Abstiegsängste scheinen dabei sogar schwerer zu wiegen als tatsächlicher Abstieg – ein fruchtbarer Boden für Rechtspopulist*innen, die seit Jahrzehnten ihre menschenverachtenden Ansichten verbreiten und nun Erfolg haben. Insbesondere bei denen, die von den eigenen Gesellschaften abgehängt worden sind: Arbeiter*innen, Arbeitslose, nicht-Akademiker*innen und auch Migrant*innen.

Menschen fühlen sich ausgeliefert und entfremdet

Die Politik der EU steht dabei schon länger für eine systematische gesellschaftliche Entsolidarisierung. Die Menschen erleben jeden Tag, wie sie ausgebeutet werden, wie den Profit ihrer Arbeit andere einstreichen. Sie haben gesehen, wie die EU unter Merkel Griechenland den Konzernen zum Fraß vorgeworfen hat.

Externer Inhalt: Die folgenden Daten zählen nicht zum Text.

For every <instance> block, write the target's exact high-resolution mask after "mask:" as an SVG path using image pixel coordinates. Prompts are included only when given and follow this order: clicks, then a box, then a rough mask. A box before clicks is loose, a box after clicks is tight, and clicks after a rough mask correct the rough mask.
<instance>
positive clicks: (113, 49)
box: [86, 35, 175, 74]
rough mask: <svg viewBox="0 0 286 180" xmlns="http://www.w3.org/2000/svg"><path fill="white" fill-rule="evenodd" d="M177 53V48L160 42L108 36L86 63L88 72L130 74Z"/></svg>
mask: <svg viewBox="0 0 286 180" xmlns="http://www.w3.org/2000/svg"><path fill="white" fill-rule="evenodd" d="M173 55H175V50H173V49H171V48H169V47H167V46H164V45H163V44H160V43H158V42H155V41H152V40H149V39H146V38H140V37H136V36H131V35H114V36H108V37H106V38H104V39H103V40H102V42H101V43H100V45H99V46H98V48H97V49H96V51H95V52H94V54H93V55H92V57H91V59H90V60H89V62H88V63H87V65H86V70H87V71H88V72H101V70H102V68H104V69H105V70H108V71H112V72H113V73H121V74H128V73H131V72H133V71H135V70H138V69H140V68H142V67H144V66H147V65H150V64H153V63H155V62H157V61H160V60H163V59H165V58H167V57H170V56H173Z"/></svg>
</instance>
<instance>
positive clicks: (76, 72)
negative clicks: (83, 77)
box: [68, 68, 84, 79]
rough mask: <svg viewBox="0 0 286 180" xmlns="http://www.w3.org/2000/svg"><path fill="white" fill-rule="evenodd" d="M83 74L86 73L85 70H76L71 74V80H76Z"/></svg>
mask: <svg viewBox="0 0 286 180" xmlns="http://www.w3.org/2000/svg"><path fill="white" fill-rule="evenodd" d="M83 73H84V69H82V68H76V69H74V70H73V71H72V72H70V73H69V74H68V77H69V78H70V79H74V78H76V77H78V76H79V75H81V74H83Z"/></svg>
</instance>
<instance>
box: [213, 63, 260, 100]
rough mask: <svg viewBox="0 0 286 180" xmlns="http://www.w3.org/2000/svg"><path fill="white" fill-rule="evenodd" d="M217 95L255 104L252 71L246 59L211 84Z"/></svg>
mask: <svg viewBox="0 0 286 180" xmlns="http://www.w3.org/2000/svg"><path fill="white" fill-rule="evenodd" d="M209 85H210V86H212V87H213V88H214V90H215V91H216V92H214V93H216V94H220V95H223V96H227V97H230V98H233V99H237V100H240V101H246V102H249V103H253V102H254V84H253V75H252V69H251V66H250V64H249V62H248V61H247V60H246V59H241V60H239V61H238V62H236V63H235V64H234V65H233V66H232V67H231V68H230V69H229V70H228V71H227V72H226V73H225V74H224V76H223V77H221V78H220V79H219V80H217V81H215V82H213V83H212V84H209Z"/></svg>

Und so glauben die Menschen den rechten Scharfmacher*innen. Selbst, wenn sie offensichtlich lügen. Denn die Rechtspopulist*innen geben ihnen das Gefühl zu handeln, etwas zu tun, wirksam zu sein – endlich, denn die meisten Menschen fühlen sich hilflos, ausgeliefert und entfremdet.

Sie wollen wirken, sie wollen handeln, irgendetwas tun – und wählen dann AfD oder wie jetzt in Großbritannien für den Brexit. Und zwar entgegen der eigenen Interessen. Denn der Brexit wird wirtschaftlich katastrophale Folgen für die meisten Befürworter*innen haben.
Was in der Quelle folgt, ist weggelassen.